To do Taylor’s expansion of the function \(\mathrm{e}^x\), we start with its definition

$$ \left(\mathrm{e}^x\right)^\prime=\frac{\text{d}}{\text{d}y}\mathrm{e}^x=\mathrm{e}^x $$

Taylor expansion of \(\mathrm{e}^x\) at \(a=0\) using \(\mathrm{e}^x=\left(\mathrm{e}^x\right)^{\prime}=\left(\mathrm{e}^x\right)^{\prime\prime}=\ldots=\left(\mathrm{e}^x\right)^{(n)}\) and \(\mathrm{e}^0=1\)

$$ \begin{align} \mathrm{e}^x(x)&=\frac{\mathrm{e}^0}{0!}+\frac{\mathrm{e}^0}{1!}x+\frac{\mathrm{e}^0}{2!}x^2+\frac{\mathrm{e}^0}{3!}x^3+\ldots\nonumber\\ &=\frac{1}{0!}+\frac{x}{1!}+\frac{x^2}{2!}+\frac{x^3}{3!}+\ldots \end{align} $$


$$ \mathrm{e}^x = \sum_{n=0}^{\infty}\frac{x^n}{n!} $$

Therefore, the constant \(\mathrm{e}=\mathrm{e}^1\) is

$$ \shaded{ \mathrm{e}=\sum_{n=0}^{\infty}\frac{1}{n!} } \approx 2.71828 $$


Another common power series arises from the Taylor expansion of \(\sin(x)\) at \(x=0\).
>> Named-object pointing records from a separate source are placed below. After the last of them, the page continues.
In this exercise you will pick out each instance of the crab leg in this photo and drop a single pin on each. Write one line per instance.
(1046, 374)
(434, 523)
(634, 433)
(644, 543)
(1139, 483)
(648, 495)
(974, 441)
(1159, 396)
To expand this, we need to examine the nth derivative of \(sin(x)\) at \(x=0\)

$$ sin^{(n)}(0) = \begin{cases} 0 & n\bmod4=0\\ 1 & n\bmod4=1\\ 0 & n\bmod4=2\\ -1 & n\bmod4=-1 \end{cases} $$


$$ \sin(x) = \sum_{n=0}^\infty \frac{(-1)^n}{(2n+1)!}x^{2n+1}=x-\frac{x^3}{3!}+\frac{x^5}{5!}-\frac{x^7}{7!}+\ldots $$